911, was You're all over thinking this (was: Re: Vonage Selects TCS For VoIP E911 Service)
Iljitsch van Beijnum
iljitsch at muada.com
Mon Jul 25 11:18:10 UTC 2005
On 25-jul-2005, at 12:54, Brad Knowles wrote:
>> <rant> And why should the UK change its numbering system just
>> because
>> a few dumb Yanks who can't be bothered to learn local customs? Does
>> 999 get through to the emergency services in the NANP? Does 112 work
>> on non-GSM phones? How about Australia's 000? </rant>
> It would be nice if everyone in the world could agree on a
> single "emergency services" number, which would work when dialed
> from all types of communication devices.

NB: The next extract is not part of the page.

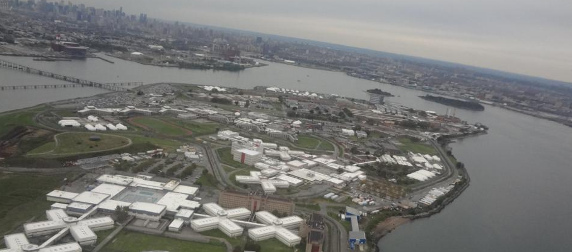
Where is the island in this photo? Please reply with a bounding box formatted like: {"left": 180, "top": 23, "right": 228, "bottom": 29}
{"left": 420, "top": 95, "right": 485, "bottom": 111}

This makes no sense at all. Here in the Netherlands we changed from
local numbers (which were great, dial 222333 and I'd actually get a
The Hague fireman on the line, but finding the phone book first when
attending an out of town emergency is of course less than desirable)

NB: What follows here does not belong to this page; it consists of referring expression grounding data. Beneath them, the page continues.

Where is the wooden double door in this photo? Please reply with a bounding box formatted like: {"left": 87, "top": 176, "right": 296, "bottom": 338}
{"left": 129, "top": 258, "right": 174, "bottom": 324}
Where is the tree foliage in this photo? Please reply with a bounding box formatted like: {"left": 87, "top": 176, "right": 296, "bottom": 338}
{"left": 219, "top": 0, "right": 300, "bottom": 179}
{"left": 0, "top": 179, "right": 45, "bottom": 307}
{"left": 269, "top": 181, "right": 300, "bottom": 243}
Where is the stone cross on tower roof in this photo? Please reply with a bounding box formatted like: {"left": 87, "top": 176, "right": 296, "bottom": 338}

to a country-wide number (06-11) in the 1990s, and then to the
European number 112 (which I'm sure is costing lives as we speak: you
first have to hold for a stupid OPERATOR whom you have to TELL what
service and where you want to talk to and then AGAIN hold for the
actual service). They knew 112 was in the works when they changed to
06-11, BTW.
Anyway, my point being: the current numbers have been drilled into
our subconscious very effectively. Throwing that away woulde be an
amazing waste of time and money.
What should happen instead is that everywhere, the most common ones
are made to work as additional CNAMEs for the local one.
This whole "single number" hype should end anyway. 10 years ago the
Dutch phone company had at least five different numbers: for b2c
sales, b2b sales, outages, billing and so on. Now they only have one
number but you have to waste time navigating through a "voice
response" maze. That's not what I call progress.